It would be great if TOSA could grow to relax this limitation, and have a “broad set of hardware implementations would be able to support and optimize for” profile which only allows 4d tensors – we could develop lowering passes that attempt to convert general programs into that form, while not hindering the use of TOSA as a more general “mid-level tensor IR” higher in the stack.

Thanks for that feedback @_sean_silva . It drove some thinking and conversation about this topic since we want TOSA to sit at the compiler/hardware interface in a manner that benefits both sides.

Obviously for hardware targeting, the current TOSA spec defines rank limitations. However, a purely compiler IR form need not have that limitation in place. The way we were thinking was that perhaps we can expand upon the technique we used to express n-D matmul through 3-D matmul in TorchToTosa. In that construct, we use a sequence of reshape/transposes to pack and unpack invariant dims (separately managing broadcasting and non-broadcasting ones).

On to this one, the potential option is to relax TOSA op definitions in the dialect but have a dim packing pass that aligns the forms to hardware constraints as defined by the spec. Thus there’d be the ‘relaxed form’ and the ‘HW constrained form’.

In this case, it would permit n-D tile but that would subsequently be packed to 4D. The real issue here is that it takes detailed analysis to work out that the generalized form can always be converted to the HW constrained form. If that can be effectively resolved, then yes the dialect itself could express the relaxed form, but it requires a verifiable means to convert to the spec-defined limitations though a pass.

Why does is it required to lower to the HW constrained form?
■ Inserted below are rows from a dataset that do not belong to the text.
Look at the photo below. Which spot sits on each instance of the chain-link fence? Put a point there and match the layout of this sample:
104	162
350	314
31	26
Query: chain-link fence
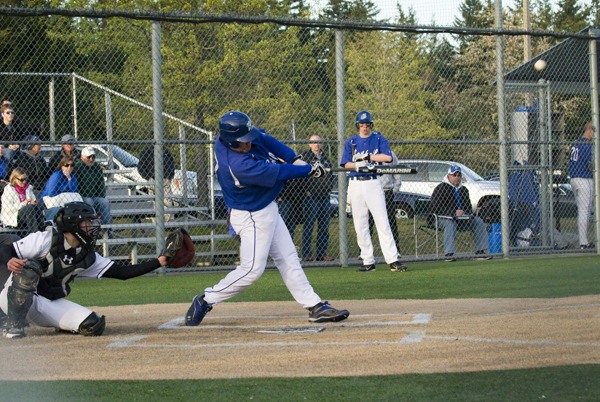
432	94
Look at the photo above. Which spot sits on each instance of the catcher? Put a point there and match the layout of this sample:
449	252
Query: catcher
44	264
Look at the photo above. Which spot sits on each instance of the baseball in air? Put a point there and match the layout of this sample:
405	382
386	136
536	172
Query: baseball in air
540	65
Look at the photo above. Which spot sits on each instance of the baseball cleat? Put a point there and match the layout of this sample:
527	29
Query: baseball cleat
14	332
197	311
323	312
482	256
398	266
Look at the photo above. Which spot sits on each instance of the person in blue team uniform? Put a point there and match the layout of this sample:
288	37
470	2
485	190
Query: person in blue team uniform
581	172
365	193
252	168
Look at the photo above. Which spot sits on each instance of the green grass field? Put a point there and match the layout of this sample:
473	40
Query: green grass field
558	276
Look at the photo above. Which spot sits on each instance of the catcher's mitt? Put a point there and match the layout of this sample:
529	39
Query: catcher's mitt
179	249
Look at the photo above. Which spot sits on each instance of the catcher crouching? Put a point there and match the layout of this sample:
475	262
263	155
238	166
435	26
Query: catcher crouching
38	270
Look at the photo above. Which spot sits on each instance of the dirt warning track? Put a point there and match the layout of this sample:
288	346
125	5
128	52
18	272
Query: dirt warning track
275	339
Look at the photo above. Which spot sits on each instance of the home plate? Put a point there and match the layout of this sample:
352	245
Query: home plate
293	330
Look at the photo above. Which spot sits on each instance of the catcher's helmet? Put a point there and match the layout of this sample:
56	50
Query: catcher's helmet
69	218
364	117
236	127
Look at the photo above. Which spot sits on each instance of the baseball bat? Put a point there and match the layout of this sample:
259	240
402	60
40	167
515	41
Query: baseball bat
388	169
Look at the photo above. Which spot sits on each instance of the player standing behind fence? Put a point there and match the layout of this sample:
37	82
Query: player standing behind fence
251	176
366	194
581	171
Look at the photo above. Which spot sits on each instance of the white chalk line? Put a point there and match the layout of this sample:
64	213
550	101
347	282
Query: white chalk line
413	337
535	310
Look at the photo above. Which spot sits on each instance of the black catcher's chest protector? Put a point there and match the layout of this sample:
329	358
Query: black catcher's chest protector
61	266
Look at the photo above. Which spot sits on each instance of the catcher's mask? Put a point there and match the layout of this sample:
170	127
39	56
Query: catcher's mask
70	218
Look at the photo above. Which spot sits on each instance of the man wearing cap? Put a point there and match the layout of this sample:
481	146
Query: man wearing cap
451	203
68	149
91	186
13	131
32	162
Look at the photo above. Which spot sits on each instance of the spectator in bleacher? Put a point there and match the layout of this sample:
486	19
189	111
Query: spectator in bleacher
146	170
30	160
3	164
63	180
91	185
12	131
67	149
20	208
450	201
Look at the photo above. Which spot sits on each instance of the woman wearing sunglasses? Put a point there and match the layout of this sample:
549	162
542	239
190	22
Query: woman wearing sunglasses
20	208
62	181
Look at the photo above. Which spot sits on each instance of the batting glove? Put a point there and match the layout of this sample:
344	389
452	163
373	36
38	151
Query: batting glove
361	156
360	165
298	161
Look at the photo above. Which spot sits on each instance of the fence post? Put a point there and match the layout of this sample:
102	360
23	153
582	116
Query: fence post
595	33
341	135
159	198
109	130
502	130
52	107
74	89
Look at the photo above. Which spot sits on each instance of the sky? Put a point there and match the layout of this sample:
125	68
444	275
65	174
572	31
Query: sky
442	12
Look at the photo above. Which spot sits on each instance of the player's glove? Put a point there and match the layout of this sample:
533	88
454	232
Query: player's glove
298	161
179	249
317	170
361	156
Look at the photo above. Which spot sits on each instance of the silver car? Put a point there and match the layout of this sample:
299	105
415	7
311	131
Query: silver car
484	194
124	170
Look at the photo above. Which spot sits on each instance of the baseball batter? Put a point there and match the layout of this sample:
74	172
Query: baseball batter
251	175
44	264
581	171
366	194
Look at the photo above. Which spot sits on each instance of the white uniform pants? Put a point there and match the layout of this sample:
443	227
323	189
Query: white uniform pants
583	190
263	234
365	196
61	313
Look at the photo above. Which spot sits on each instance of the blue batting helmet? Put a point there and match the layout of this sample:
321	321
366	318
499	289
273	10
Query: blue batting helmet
236	127
364	117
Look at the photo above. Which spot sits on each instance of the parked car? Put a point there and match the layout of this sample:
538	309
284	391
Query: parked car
124	165
485	195
405	204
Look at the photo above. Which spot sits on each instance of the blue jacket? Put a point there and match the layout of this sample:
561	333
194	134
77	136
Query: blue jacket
58	183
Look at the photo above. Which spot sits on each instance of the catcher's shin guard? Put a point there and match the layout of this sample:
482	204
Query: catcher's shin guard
20	297
92	325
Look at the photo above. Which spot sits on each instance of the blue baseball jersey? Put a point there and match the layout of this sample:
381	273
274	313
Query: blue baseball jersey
580	160
373	144
252	180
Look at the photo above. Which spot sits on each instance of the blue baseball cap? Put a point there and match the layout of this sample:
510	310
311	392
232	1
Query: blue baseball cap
454	169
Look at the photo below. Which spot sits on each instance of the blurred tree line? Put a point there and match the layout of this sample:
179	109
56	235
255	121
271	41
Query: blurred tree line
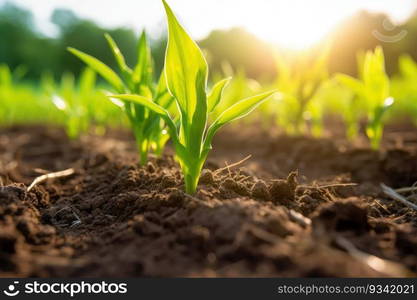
22	44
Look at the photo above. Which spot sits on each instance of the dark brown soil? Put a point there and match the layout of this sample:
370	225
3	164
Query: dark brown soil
290	210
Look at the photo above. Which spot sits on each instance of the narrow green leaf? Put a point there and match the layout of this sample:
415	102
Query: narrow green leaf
184	66
102	69
242	108
216	94
236	111
117	54
146	102
143	69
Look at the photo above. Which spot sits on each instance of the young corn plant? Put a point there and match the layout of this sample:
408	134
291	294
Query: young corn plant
186	74
373	87
148	128
404	89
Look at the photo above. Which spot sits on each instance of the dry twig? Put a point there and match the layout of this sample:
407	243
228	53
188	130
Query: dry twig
44	177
Some people might be going through TOSA just to lower to Linalg, where such limitations don’t exist. Only people who absolutely need to lower to the HW constrained form should pay the cost of limited program expressibility.

I think the question is whether TOSA wants to position itself as a solid mid-level tensor compute IR that also has a well-defined hardware-constrained profile (for those who need that), or whether the hw constrained profile is really the “source of truth” and the rest of the system must somehow conform (indirectly) to those limitations. As we add further necessary features to TOSA, like dynamic shapes and all the associated modeling, I think it will be necessary to view the original statically-shaped, rank-constrained TOSA as a lowering target rather than the source of truth.
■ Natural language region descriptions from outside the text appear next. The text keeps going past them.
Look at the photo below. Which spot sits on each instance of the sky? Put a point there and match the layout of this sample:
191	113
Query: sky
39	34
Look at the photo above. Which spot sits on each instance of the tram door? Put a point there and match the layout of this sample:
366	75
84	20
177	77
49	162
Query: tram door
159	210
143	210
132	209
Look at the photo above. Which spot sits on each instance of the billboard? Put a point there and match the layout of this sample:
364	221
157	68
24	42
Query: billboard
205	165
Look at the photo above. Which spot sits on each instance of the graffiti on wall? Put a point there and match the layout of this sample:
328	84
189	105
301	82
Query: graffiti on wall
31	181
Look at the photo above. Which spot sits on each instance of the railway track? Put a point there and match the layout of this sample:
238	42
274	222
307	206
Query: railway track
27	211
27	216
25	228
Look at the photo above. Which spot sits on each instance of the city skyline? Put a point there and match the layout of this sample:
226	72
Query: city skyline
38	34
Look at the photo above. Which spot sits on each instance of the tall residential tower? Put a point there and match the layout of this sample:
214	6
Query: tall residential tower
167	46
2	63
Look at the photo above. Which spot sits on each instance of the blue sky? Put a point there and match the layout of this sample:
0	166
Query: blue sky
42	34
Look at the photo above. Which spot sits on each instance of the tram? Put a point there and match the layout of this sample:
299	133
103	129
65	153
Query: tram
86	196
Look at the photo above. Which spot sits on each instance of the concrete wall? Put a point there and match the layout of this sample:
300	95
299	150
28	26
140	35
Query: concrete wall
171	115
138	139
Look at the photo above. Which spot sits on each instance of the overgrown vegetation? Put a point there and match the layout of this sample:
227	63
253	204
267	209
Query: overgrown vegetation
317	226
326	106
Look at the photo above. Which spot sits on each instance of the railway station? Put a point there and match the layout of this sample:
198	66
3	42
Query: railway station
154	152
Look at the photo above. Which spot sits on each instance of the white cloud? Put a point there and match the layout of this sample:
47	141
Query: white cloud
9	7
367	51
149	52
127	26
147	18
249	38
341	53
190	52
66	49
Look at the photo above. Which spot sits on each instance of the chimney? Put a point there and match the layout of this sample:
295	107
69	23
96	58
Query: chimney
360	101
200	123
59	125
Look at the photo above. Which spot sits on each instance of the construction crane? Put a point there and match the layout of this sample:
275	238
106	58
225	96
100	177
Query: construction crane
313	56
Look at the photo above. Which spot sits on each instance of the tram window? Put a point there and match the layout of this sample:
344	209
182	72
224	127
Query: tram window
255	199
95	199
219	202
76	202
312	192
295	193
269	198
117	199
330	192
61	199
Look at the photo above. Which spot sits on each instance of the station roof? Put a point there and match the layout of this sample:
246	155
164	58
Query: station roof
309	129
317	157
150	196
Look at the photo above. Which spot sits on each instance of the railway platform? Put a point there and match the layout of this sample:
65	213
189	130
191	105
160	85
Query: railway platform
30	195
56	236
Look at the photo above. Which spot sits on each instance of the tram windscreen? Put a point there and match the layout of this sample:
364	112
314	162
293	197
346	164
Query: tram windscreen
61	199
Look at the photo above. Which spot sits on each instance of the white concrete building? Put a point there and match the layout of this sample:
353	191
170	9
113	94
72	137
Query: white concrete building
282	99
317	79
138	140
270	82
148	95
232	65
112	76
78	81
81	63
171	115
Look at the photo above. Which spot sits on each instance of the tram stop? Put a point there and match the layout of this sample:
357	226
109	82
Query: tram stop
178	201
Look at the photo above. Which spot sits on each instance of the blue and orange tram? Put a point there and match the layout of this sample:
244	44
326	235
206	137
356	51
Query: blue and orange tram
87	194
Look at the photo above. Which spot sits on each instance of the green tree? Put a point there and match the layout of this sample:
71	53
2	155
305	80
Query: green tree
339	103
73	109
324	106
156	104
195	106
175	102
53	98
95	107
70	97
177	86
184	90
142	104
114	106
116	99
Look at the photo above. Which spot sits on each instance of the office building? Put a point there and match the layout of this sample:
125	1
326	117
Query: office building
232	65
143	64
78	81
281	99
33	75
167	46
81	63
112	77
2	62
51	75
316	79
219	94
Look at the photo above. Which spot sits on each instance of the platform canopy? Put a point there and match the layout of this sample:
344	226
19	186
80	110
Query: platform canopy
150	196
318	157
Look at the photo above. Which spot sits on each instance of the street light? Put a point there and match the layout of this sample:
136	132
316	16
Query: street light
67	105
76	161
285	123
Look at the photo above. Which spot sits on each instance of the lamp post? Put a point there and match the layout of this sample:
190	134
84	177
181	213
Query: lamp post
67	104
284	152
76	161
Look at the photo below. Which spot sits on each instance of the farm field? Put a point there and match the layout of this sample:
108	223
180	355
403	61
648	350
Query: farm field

There is a big opportunity here to become a very central, facto standard mid-level tensor compute IR, rather than a leaf lowering target for hardware interfacing. At least we in Torch-MLIR (and I can speak somewhat indirectly for the JAX/MHLO ecosystem) really need TOSA to be the former, rather than the latter – we need stability, versioning, well-speccedness, etc. first and foremost. We are actually using it for that today (and crossing our fingers that it evolves to fully meet our needs), but hitting clear walls in terms of today’s TOSA’s ability to fill that role. We will not be able to truly subsume our existing straight-to-linalg path with TOSA without this.
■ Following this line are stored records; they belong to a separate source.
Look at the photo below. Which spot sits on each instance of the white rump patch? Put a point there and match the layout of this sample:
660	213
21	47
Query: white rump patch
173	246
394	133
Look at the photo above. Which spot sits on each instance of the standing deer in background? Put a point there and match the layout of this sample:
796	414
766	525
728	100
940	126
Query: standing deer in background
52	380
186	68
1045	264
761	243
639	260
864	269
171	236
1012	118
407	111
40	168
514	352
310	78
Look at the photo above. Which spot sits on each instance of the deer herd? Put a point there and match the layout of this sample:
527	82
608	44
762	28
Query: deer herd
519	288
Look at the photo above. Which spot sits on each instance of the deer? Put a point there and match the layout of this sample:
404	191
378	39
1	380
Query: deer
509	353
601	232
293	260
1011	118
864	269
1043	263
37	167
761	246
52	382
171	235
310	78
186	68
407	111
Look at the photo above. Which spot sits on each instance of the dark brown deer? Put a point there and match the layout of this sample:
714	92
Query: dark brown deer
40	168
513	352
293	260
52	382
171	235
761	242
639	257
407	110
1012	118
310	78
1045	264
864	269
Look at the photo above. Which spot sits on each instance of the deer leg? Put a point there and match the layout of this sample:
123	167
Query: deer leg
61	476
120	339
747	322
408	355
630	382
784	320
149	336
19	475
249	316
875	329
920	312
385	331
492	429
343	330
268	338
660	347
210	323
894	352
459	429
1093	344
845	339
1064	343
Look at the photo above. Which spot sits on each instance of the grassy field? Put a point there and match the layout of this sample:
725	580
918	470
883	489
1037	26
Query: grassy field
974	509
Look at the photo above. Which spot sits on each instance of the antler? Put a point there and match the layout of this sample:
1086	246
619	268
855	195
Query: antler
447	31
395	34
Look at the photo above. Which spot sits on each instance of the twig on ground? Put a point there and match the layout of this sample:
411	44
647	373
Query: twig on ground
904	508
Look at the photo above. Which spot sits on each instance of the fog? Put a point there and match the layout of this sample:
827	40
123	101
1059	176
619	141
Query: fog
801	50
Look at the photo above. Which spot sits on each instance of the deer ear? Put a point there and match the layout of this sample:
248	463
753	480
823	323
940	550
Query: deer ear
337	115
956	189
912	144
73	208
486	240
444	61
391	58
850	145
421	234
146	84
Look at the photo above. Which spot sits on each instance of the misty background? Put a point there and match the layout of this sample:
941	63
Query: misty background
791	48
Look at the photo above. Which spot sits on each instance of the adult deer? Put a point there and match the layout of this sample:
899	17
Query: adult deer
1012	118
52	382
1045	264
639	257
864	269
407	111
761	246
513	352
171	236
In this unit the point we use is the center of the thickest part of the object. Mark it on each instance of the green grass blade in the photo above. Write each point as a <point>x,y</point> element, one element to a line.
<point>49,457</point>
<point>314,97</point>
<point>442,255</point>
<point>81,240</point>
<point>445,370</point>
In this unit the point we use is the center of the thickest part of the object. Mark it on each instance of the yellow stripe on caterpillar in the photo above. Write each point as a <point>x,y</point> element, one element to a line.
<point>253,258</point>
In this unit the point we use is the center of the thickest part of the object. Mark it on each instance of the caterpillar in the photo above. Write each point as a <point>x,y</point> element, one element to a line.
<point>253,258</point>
TOSA is more than a mid-level tensor compute IR. One of the goals is that a given TOSA model should be able to effectively target heterogeneous compute - CPU/GPU codegen as well as custom/semi-custom accelerators implemented to TOSA spec that implement the rank limitations defined in the spec. There are potentially multiple such hardware efforts in flight.

In compiler form, the suggested relaxed form does not need to be converted to the HW constrained form for all cases. E.g. TosaToLinAlg for CPU/GPU can continue without having to codegen the constrained form if the underlying hardware doesn’t require it.

However, the guarantee of expressibility in terms of the spec constraints must remain, because otherwise there may be TOSA legalized forms that cannot be re-expressed in spec constrained form and thus cannot run on custom hardware that was designed to be aligned to a TOSA version.

I think the question is whether TOSA wants to position itself as a solid mid-level tensor compute IR that also has a well-defined hardware-constrained profile (for those who need that), or whether the hw constrained profile is really the “source of truth” and the rest of the system must somehow conform (indirectly) to those limitations.

Without spending a lot of time navel-gazing this, intuitively the first description looks like the right expression and the second one is too rigid. The hw constrained picture is specific to the requirement of effectively intersecting with long gestation hw efforts - it shouldn’t gate software side expression. If it does that’s something we want to address, and I think this conversation is part of that.

The real concern is that the conversion between the forms must be semantically expressible, and ideally it should carry across most/all of the compiler support capabilities like dynamic shapes.

As we add further necessary features to TOSA, like dynamic shapes and all the associated modeling, I think it will be necessary to view the original statically-shaped, rank-constrained TOSA as a lowering target rather than the source of truth.

This domain is where we want to understand more about how well compiler side expressions like dynamic shapes work with the notional relaxed form, vs the hw constrained form. My view is that these are much easier with the former than the latter. However, we’d like to understand how this impacts code generation and runtime design specifically for , lets say, a custom accelerator. Would the dynamic shape support be degraded, or a subset of the general capabilities otherwise ? Can the differential capabilities be defined early / ahead of time ?